Setelah lepas dari cedera, Gnabry kesulitan mencapai level untuk tampil bersama tim utama. Wenger pun memutuskan untuk meminjamkan pemain asal Jerman tersebut. Tujuannya, supaya Gnabry mendapatkan menit bermain dan mampu menemukan lagi level permainan yang sebelumnya pernah ia tunjukkan.
Sayang, keputusan Wenger tersebut justru menjadi awal masalah lain bagi Gnabry. Ia menerima tawaran bergabung bersama West Bromwich Albion, yang saat itu dilatih Tony Pulis.

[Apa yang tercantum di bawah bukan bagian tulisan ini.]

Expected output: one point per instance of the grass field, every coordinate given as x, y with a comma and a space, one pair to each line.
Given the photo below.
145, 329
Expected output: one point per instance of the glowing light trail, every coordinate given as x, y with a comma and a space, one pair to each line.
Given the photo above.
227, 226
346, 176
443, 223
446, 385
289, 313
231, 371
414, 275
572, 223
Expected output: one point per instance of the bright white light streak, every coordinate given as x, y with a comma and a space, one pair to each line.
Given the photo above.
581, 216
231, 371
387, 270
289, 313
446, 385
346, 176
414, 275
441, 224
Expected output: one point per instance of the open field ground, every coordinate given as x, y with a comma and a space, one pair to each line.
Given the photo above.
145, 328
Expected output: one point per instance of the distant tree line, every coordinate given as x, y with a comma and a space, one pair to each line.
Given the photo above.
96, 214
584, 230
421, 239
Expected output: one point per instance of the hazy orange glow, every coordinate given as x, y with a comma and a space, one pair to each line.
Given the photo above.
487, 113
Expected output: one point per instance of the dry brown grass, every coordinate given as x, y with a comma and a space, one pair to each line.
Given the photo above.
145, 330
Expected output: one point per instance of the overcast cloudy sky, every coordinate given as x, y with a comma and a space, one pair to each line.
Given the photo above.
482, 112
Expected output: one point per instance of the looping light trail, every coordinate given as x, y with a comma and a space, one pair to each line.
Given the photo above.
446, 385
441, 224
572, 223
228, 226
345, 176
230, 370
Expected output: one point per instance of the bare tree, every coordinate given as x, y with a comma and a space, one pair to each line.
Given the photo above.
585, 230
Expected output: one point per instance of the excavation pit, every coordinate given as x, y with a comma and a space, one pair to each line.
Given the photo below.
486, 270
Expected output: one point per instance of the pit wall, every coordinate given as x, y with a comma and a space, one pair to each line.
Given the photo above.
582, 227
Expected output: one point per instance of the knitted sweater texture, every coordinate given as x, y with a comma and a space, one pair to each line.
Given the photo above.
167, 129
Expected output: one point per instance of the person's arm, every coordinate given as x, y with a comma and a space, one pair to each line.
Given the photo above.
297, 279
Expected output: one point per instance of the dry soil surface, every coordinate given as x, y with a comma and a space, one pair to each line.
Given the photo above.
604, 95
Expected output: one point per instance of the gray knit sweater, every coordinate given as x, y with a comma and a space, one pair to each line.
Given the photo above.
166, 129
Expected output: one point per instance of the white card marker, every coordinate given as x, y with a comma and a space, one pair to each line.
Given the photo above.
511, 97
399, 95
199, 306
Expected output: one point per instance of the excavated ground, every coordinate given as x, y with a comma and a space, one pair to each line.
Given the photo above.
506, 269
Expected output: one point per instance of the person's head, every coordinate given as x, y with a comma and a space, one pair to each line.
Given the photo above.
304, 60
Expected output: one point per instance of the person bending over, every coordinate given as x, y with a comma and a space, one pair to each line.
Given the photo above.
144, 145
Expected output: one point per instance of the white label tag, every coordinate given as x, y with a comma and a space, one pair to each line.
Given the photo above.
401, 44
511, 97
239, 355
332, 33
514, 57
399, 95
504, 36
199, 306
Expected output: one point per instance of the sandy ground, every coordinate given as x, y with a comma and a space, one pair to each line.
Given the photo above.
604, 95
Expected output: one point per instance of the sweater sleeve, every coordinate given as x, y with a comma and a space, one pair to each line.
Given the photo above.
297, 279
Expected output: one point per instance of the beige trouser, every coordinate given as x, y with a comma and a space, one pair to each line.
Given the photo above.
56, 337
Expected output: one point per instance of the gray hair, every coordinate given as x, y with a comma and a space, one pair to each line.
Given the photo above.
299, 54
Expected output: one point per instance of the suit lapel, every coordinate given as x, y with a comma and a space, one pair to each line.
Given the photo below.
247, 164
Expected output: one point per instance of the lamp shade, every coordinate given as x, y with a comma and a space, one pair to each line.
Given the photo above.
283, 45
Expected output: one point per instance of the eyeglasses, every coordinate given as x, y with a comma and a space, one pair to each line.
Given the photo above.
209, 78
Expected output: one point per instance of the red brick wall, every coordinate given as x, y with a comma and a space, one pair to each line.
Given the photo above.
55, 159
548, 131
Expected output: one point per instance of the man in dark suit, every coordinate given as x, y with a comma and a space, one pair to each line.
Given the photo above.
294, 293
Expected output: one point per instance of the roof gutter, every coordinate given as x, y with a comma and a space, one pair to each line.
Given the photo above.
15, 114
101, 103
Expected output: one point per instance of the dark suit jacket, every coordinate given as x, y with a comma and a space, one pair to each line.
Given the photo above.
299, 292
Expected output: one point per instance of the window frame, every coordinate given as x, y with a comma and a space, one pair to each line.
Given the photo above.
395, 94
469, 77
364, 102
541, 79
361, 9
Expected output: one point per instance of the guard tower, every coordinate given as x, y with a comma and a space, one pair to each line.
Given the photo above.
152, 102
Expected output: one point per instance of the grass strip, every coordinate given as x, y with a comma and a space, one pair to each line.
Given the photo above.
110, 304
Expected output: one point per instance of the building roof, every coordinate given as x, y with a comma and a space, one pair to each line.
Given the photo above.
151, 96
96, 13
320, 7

Bukannya kesempatan bermain dan kepercayaan yang didapat, Gnabry justru dipermalukan di depan publik oleh Tony Pulis.
Pulis menyebut Gnabry tak pantas untuk mendapatkan kesempatan bermain. “Serge Gnabry datang ke sini untuk mendapatkan kesempatan bermain. Sayangnya, ia tak bisa mendapatkan kesempatan itu. Bagi saya, ia tak berada di level yang pantas mendapatkan kesempatan bermain,” ungkap Pulis kepada nytimes.co.uk.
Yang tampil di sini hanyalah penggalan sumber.